“You’ve got to serve something red, white and blue,” says Valerie, a U.S.Department of State employee by day, farmer on nights and weekends (God, I love DC!). We were discussing the catering menu I was planning in celebration of a friend’s recent citizenship.
“What’s blue besides blueberries,” I thought. “Besides, they’re not locally in season yet.”
So, I settled for red and white, 2/3 of the way there. My homage to the salad Oscar Tschirky created for the Waldorf Hotel would have to make up the balance. Sweet strawberries replaced apple, while crisp fennel stood in for celery.
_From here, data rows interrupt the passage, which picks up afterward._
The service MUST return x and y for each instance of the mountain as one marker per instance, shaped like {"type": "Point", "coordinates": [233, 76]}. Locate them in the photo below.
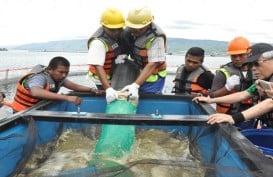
{"type": "Point", "coordinates": [175, 46]}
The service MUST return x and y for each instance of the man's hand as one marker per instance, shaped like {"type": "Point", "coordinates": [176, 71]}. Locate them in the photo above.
{"type": "Point", "coordinates": [220, 118]}
{"type": "Point", "coordinates": [111, 95]}
{"type": "Point", "coordinates": [132, 89]}
{"type": "Point", "coordinates": [74, 99]}
{"type": "Point", "coordinates": [232, 81]}
{"type": "Point", "coordinates": [97, 91]}
{"type": "Point", "coordinates": [201, 99]}
{"type": "Point", "coordinates": [121, 58]}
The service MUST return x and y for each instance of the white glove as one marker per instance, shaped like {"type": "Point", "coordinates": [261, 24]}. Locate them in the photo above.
{"type": "Point", "coordinates": [232, 81]}
{"type": "Point", "coordinates": [121, 58]}
{"type": "Point", "coordinates": [132, 89]}
{"type": "Point", "coordinates": [111, 95]}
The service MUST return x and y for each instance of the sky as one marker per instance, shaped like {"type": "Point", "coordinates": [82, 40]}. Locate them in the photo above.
{"type": "Point", "coordinates": [34, 21]}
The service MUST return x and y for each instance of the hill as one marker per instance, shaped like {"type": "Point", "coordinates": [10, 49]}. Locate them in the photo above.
{"type": "Point", "coordinates": [175, 46]}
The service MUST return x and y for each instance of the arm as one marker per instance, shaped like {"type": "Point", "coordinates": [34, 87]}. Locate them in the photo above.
{"type": "Point", "coordinates": [102, 76]}
{"type": "Point", "coordinates": [146, 72]}
{"type": "Point", "coordinates": [96, 57]}
{"type": "Point", "coordinates": [156, 55]}
{"type": "Point", "coordinates": [81, 88]}
{"type": "Point", "coordinates": [232, 98]}
{"type": "Point", "coordinates": [218, 85]}
{"type": "Point", "coordinates": [41, 93]}
{"type": "Point", "coordinates": [251, 113]}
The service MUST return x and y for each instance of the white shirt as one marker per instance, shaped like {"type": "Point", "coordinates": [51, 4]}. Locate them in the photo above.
{"type": "Point", "coordinates": [96, 53]}
{"type": "Point", "coordinates": [156, 53]}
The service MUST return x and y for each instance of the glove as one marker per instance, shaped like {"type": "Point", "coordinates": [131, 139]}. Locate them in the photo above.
{"type": "Point", "coordinates": [121, 58]}
{"type": "Point", "coordinates": [111, 95]}
{"type": "Point", "coordinates": [232, 81]}
{"type": "Point", "coordinates": [132, 89]}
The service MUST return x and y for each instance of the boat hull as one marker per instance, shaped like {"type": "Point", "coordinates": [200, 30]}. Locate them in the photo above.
{"type": "Point", "coordinates": [224, 150]}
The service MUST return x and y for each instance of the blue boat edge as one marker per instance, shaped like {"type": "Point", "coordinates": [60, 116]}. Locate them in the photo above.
{"type": "Point", "coordinates": [232, 149]}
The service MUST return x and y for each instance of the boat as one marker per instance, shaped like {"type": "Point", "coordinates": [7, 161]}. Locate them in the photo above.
{"type": "Point", "coordinates": [169, 120]}
{"type": "Point", "coordinates": [224, 150]}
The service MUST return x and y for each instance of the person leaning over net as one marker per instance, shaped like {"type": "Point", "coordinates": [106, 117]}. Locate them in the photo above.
{"type": "Point", "coordinates": [45, 84]}
{"type": "Point", "coordinates": [103, 49]}
{"type": "Point", "coordinates": [260, 59]}
{"type": "Point", "coordinates": [146, 44]}
{"type": "Point", "coordinates": [5, 109]}
{"type": "Point", "coordinates": [193, 77]}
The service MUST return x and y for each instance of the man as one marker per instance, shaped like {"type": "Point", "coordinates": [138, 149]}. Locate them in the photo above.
{"type": "Point", "coordinates": [103, 49]}
{"type": "Point", "coordinates": [45, 84]}
{"type": "Point", "coordinates": [261, 59]}
{"type": "Point", "coordinates": [146, 44]}
{"type": "Point", "coordinates": [233, 77]}
{"type": "Point", "coordinates": [5, 110]}
{"type": "Point", "coordinates": [192, 77]}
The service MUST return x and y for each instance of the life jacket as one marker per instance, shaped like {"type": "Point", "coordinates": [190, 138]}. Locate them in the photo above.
{"type": "Point", "coordinates": [140, 51]}
{"type": "Point", "coordinates": [245, 82]}
{"type": "Point", "coordinates": [189, 85]}
{"type": "Point", "coordinates": [267, 119]}
{"type": "Point", "coordinates": [23, 98]}
{"type": "Point", "coordinates": [112, 51]}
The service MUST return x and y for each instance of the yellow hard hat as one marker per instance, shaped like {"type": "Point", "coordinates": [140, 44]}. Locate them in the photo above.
{"type": "Point", "coordinates": [238, 45]}
{"type": "Point", "coordinates": [112, 18]}
{"type": "Point", "coordinates": [139, 18]}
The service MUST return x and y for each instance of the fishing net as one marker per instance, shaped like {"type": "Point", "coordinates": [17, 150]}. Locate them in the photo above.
{"type": "Point", "coordinates": [225, 144]}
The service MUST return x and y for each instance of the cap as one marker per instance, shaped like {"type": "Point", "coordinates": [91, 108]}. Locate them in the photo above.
{"type": "Point", "coordinates": [256, 50]}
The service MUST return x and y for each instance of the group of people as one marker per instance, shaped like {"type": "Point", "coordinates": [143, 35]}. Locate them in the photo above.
{"type": "Point", "coordinates": [141, 40]}
{"type": "Point", "coordinates": [242, 96]}
{"type": "Point", "coordinates": [235, 87]}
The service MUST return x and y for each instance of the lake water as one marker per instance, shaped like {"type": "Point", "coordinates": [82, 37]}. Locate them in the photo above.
{"type": "Point", "coordinates": [19, 62]}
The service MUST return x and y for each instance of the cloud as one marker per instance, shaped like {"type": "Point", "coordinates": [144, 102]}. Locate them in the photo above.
{"type": "Point", "coordinates": [28, 21]}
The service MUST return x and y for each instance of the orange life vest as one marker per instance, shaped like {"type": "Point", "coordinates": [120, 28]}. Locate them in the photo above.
{"type": "Point", "coordinates": [23, 98]}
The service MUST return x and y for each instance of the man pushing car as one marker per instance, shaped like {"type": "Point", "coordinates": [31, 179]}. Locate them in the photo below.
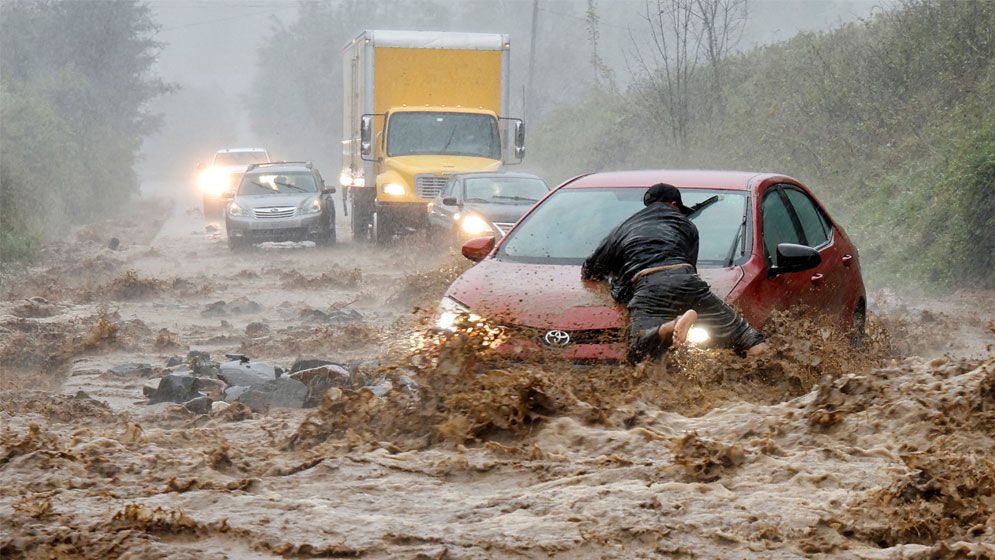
{"type": "Point", "coordinates": [651, 261]}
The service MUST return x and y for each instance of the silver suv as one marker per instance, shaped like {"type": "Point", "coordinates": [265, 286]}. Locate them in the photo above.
{"type": "Point", "coordinates": [280, 201]}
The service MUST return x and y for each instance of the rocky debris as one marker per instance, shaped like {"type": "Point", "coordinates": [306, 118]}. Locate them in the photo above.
{"type": "Point", "coordinates": [199, 405]}
{"type": "Point", "coordinates": [214, 388]}
{"type": "Point", "coordinates": [175, 388]}
{"type": "Point", "coordinates": [279, 393]}
{"type": "Point", "coordinates": [232, 394]}
{"type": "Point", "coordinates": [320, 379]}
{"type": "Point", "coordinates": [239, 306]}
{"type": "Point", "coordinates": [257, 329]}
{"type": "Point", "coordinates": [237, 372]}
{"type": "Point", "coordinates": [174, 361]}
{"type": "Point", "coordinates": [132, 370]}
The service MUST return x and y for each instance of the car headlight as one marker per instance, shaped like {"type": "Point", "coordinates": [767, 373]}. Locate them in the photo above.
{"type": "Point", "coordinates": [235, 211]}
{"type": "Point", "coordinates": [312, 206]}
{"type": "Point", "coordinates": [698, 336]}
{"type": "Point", "coordinates": [394, 189]}
{"type": "Point", "coordinates": [450, 312]}
{"type": "Point", "coordinates": [214, 182]}
{"type": "Point", "coordinates": [473, 224]}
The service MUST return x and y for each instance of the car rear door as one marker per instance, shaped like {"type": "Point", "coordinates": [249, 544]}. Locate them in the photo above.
{"type": "Point", "coordinates": [780, 224]}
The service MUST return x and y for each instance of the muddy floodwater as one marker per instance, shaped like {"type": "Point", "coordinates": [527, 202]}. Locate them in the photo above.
{"type": "Point", "coordinates": [822, 450]}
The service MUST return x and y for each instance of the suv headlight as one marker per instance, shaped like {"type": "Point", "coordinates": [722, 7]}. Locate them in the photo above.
{"type": "Point", "coordinates": [473, 224]}
{"type": "Point", "coordinates": [235, 211]}
{"type": "Point", "coordinates": [450, 311]}
{"type": "Point", "coordinates": [312, 206]}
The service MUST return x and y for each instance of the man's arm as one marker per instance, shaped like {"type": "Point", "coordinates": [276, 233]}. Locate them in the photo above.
{"type": "Point", "coordinates": [601, 262]}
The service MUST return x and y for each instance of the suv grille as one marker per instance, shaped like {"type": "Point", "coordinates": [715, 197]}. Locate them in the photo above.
{"type": "Point", "coordinates": [274, 212]}
{"type": "Point", "coordinates": [429, 186]}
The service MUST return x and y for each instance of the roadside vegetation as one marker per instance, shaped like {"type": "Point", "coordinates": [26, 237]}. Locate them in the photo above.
{"type": "Point", "coordinates": [74, 81]}
{"type": "Point", "coordinates": [890, 120]}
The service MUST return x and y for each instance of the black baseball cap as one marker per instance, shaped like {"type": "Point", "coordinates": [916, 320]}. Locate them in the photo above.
{"type": "Point", "coordinates": [662, 192]}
Toasted pepitas lent warmth in place of walnuts and a sweet, light vinaigrette displaced heavier mayonnaise as the dressing.
Add a handful of the June’s first tart-sweet blueberries, and you may just have this season’s superlative summer salad.
Strawberry and Shaved Fennel Salad
- 1 shallot, minced
- 1 tsp sugar
- 1/8 tsp Dijon mustard
- pinch of salt
- 1/3 cup white balsamic vinegar
- 2/3 cup grape seed or vegetable oil
- 1/2 cup pepitas*
- 2 cups hulled, sliced strawberries
- 2 fennel bulbs thinly sliced
- 1 tbs fennel fronts, finely chopped
- 2 mint leaves, finely chopped
*Pepitas are raw pumpkin seeds. Smooth and green, you will find them with other packaged nuts, seeds and dried fruits. Substitute toasted sunflower seeds if you can’t find them.
- Combine shallot, sugar, mustard and salt in a bowl with vinegar. Whisk together.
- Toast pepitas in a small skillet over medium heat, tossing often to prevent burning. Once you hear them start to pop, toast for a minute longer until at least 1/3 of the seeds are browned on 1 side.
- Combine strawberries, fennel, fennel fronds and mint in a separate bowl. Toss together.
- Whisk oil into dressing to form a creamy emulsion.
- Season dressing to taste and toss with salad.
- Top with toasted pepitas.
- Can be served alone or over greens like baby spinach or butter lettuce.